Zwei Jahre Prozess in Schwerin um German Pellets, Ausgang unbefriedigend: Trotz eingeräumter Insolvenzverschleppung und Anlagebetrug kommt Leibold davon – auf Bewährung.
Dem Teilgeständnis vorausgegangen war ein Kuhhandel der Prozessbeteiligten – BondGuide berichtete Mitte Januar über den absehbaren Ausgang. Peter Horst Leibold, bis 2016 Geschäftsführer der German Pellets, wird offenbar nur eine milde zweijährige Strafe bekommen, ausgesetzt zur Bewährung.

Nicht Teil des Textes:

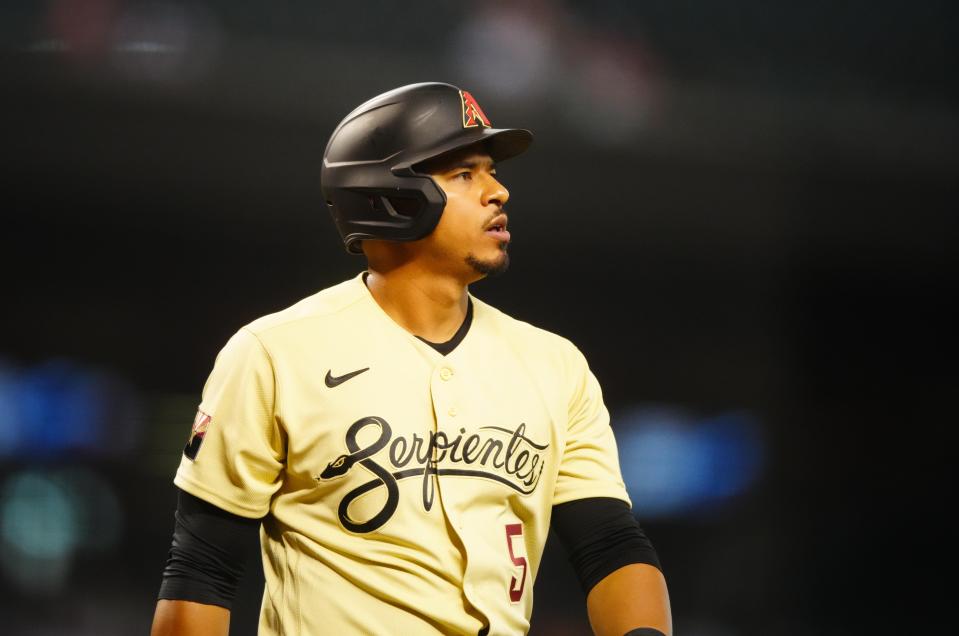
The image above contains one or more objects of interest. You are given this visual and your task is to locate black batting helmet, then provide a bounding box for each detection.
[320,82,533,254]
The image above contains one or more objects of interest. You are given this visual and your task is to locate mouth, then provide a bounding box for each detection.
[486,214,510,243]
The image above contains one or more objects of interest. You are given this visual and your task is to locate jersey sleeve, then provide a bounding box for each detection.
[173,329,285,517]
[553,342,632,505]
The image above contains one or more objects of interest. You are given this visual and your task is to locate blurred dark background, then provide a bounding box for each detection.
[0,0,959,636]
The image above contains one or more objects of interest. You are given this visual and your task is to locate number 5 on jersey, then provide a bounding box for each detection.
[506,523,526,603]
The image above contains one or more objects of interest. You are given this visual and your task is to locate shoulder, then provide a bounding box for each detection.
[471,296,585,366]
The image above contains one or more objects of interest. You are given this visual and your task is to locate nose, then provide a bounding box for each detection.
[483,174,509,207]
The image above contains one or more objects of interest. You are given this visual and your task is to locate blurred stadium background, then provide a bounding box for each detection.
[0,0,959,636]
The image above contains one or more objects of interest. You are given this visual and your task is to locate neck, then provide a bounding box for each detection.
[366,263,468,342]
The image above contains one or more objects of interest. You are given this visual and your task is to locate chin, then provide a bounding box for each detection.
[466,246,509,276]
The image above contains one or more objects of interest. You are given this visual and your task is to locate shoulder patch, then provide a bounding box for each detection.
[183,410,213,461]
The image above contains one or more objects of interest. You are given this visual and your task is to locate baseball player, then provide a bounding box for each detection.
[153,83,672,636]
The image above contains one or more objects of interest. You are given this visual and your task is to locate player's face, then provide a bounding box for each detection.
[423,148,510,280]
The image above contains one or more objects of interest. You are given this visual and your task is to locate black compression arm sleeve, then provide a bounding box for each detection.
[158,490,260,609]
[552,497,661,594]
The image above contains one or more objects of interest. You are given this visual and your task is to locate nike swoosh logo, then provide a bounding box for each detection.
[326,367,370,389]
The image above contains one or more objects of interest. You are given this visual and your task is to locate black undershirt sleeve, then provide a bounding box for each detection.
[551,497,662,594]
[158,490,260,609]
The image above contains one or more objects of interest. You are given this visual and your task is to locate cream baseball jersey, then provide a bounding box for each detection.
[174,275,629,635]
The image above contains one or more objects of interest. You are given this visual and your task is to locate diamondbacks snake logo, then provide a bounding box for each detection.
[315,415,549,533]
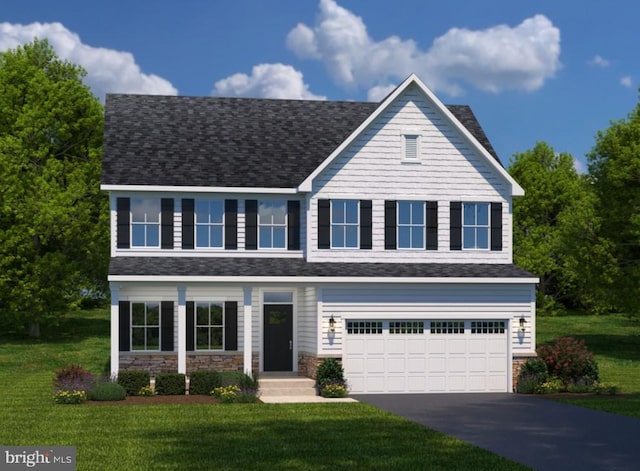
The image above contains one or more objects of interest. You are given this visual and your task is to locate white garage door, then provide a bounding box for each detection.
[343,320,510,394]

Eine Frage der Definition also. Die ist auch, wann German Pellets Insolvenz hätte beantragen müssen. Wie wir uns erinnern: Anfang 2016 sollten gar noch weitere Anleihegelder eingeworben werden.

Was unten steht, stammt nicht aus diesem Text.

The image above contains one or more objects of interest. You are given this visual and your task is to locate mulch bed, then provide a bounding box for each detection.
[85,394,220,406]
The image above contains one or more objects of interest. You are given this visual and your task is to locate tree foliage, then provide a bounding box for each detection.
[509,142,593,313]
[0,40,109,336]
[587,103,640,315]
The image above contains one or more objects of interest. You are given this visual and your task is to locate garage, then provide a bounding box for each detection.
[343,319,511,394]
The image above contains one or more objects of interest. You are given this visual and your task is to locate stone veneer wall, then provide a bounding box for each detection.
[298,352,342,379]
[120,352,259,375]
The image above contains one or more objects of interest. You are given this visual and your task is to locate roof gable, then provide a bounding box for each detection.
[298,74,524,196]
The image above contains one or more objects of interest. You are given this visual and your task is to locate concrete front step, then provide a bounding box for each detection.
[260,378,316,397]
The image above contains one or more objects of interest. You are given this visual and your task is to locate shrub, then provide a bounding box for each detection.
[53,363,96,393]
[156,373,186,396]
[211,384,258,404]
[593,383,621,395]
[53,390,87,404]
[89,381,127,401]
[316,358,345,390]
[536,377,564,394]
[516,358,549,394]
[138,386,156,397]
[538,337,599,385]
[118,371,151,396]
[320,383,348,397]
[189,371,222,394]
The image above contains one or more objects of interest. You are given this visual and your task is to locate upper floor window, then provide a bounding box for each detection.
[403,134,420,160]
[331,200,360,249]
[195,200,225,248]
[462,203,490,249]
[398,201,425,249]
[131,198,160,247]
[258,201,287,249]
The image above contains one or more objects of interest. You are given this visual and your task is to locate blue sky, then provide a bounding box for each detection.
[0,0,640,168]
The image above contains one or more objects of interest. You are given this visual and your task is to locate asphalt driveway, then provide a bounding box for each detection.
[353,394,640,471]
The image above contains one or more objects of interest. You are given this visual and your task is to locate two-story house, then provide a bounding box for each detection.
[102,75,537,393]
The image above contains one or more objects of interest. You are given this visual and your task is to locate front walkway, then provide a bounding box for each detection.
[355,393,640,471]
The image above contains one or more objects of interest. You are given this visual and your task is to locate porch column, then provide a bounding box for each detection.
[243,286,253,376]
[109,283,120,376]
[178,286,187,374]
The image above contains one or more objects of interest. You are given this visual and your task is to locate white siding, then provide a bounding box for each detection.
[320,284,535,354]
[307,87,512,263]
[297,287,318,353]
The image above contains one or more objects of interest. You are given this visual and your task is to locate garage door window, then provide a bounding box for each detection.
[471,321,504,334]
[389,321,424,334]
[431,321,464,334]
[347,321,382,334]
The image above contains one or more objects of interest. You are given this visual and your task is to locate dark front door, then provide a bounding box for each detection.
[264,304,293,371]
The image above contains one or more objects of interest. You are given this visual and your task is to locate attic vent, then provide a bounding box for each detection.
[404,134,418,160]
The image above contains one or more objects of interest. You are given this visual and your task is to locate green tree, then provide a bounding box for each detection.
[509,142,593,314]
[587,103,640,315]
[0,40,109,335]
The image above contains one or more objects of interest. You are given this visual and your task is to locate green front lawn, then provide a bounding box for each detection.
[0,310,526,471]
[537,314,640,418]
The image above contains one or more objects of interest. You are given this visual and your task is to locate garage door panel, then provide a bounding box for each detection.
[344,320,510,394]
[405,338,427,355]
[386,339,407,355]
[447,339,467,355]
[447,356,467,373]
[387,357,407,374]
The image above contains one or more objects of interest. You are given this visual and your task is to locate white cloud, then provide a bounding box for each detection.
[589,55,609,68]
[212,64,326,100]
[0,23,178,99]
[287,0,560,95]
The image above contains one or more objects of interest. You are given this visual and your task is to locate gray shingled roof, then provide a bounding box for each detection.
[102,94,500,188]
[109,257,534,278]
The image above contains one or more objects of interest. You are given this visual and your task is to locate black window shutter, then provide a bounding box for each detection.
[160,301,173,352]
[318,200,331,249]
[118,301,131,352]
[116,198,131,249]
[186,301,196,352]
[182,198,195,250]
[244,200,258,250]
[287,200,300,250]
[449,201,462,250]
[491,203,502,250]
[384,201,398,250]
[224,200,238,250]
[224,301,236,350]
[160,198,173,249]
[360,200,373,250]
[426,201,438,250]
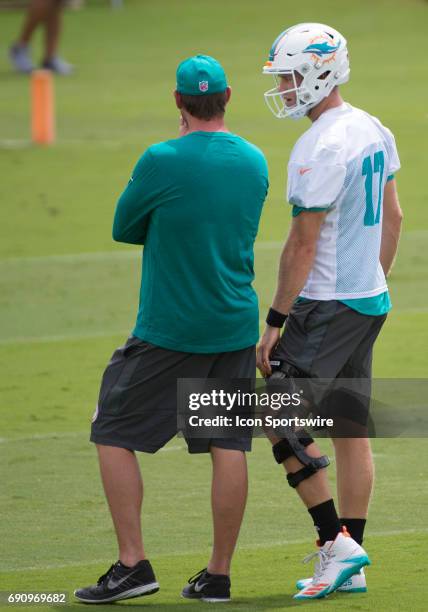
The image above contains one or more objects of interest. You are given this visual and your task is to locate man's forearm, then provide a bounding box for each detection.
[380,222,401,276]
[272,241,316,314]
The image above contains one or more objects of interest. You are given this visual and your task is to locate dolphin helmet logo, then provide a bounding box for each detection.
[302,40,341,57]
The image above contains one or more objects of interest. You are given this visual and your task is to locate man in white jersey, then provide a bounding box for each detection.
[258,23,402,599]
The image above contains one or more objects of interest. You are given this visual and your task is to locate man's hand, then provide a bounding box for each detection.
[257,325,281,377]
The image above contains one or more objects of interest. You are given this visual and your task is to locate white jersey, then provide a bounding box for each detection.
[287,104,400,300]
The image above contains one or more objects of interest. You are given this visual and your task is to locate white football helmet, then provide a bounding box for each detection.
[263,23,350,119]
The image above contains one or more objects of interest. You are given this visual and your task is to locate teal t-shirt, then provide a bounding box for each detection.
[296,291,392,316]
[113,132,268,353]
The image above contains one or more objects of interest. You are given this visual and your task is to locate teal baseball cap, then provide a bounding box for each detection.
[177,55,227,96]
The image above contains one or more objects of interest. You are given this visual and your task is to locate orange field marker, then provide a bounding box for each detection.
[31,70,55,144]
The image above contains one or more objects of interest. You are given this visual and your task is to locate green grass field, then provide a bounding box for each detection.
[0,0,428,612]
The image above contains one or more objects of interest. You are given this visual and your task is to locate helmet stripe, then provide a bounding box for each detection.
[269,28,290,62]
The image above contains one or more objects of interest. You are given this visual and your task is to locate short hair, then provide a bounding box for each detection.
[180,91,227,121]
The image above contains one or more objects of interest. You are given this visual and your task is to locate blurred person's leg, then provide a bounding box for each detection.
[42,0,73,75]
[97,444,145,567]
[208,446,248,575]
[9,0,72,74]
[9,0,51,72]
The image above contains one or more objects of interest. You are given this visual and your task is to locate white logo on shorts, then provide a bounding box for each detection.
[92,404,100,423]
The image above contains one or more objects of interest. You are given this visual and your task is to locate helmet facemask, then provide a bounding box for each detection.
[264,64,335,119]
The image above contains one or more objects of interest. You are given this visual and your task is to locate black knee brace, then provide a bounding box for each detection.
[272,429,330,488]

Ein Gutachten legte den Eintritt der Insolvenzpflicht des vermeintlichen Weltmarktführers für Holz-Pellets auf Mitte November 2015 fest. Alles, was im Vorfeld stattfand – nicht gerade wenig –, fällt damit unter den Tisch. Es ist juristisch offenbar folgerichtig, im Vorfeld einer drohenden Insolvenz Umgehungs- und Verschleierungstaten begehen zu müssen, als ob sie dazugehörten. Eigentlich wollte die Staatsanwaltschaft das Insolvenzdatum auf Mitte März 2015 festmachen, war damit jedoch in der Beweispflicht. Verschleierung und Umgehung waren demnach hinreichend erfolgreich. Alles natürlich nur ‚mutmaßlich‘, da jetzt ja außen vor.

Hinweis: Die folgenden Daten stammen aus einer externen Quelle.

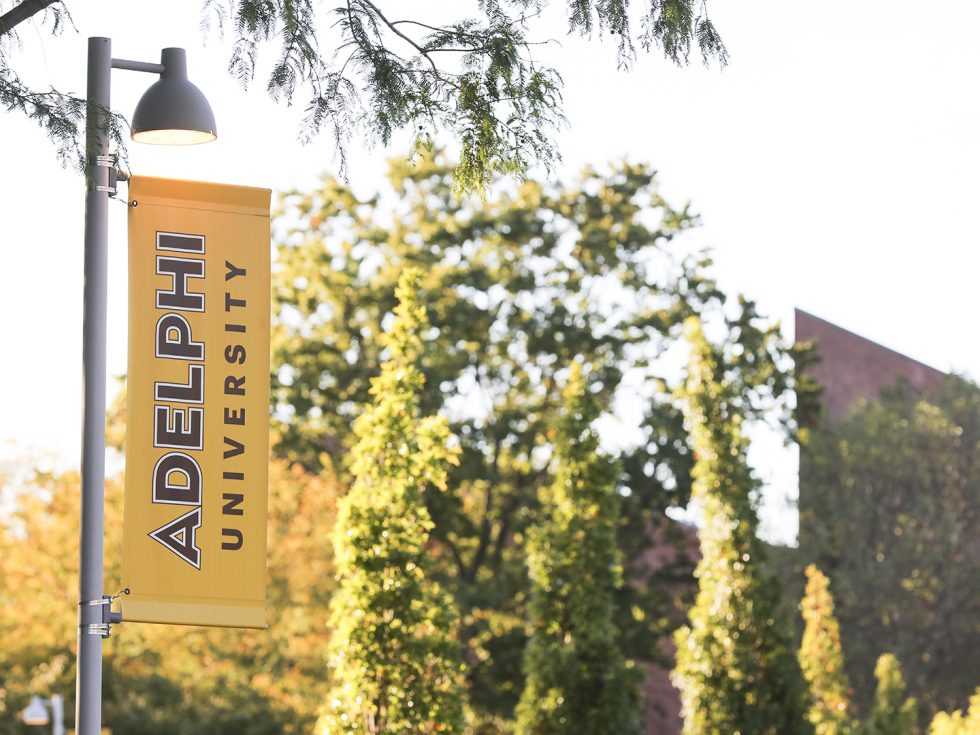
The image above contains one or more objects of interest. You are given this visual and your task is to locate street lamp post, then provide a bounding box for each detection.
[75,38,216,735]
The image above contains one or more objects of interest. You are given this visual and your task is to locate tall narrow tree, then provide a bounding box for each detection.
[674,319,813,735]
[517,362,639,735]
[320,269,464,735]
[864,653,918,735]
[799,564,854,735]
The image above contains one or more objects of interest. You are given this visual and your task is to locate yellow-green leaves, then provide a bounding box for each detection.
[799,564,854,735]
[673,319,813,735]
[517,362,639,735]
[320,269,463,735]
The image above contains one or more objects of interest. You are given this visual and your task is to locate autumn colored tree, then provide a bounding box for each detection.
[0,461,339,735]
[674,319,813,735]
[799,564,854,735]
[929,687,980,735]
[273,156,808,721]
[517,362,640,735]
[864,653,917,735]
[320,269,464,735]
[799,376,980,727]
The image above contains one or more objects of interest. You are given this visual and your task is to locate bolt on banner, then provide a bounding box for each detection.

Rund eine Viertel Milliarde Euro hatte German Pellets u.a. über Anleihen eingesammelt. Nur über einen Bruchteil davon wurde überhaupt in Schwerin verhandelt. 17.000 desillusionierte Investor:innen gingen nach der Insolvenz fast vollständig leer aus. Die noch Anfang 2016 versuchte Emission einer Refinanzierungsanleihe fällt damit unter Anlagebetrug, wie ja auch von Leibold im Rahmen des Kuhhandels (=’Deals‘) eingeräumt – was ganz offenbar nicht sonderlich strafbewährt ist in Deutschland.
Fairerweise muss man hinzufügen, dass die SdK schon im Sommer 2015 hinlänglich öffentlichkeitswirksam in ihrem Artikel ‚Alles verheizt‘ vor weiteren Investitionen in den ‚Weltmarktführer‘ aus Wismar warnte. Anleger wollen idR aber nicht wahrhaben, was einfach nicht sein darf. Bei der praktisch zeitgleich implodierten KTG Agrar war es verblüffend ähnlich.
Dessen ehemaliger Kopf Siggi Hofreiter sitzt heute allein deshalb in U-Haft, da er sich in den vergangenen neun Jahren mit mutmaßlich zwei weiteren und mutmaßlich abermals betrügerischen Insolvenzen zurück auf den Radar der Verfolgungsbehörden spielte. Leibold ist jetzt 67 – also mal schauen, was da noch kommt.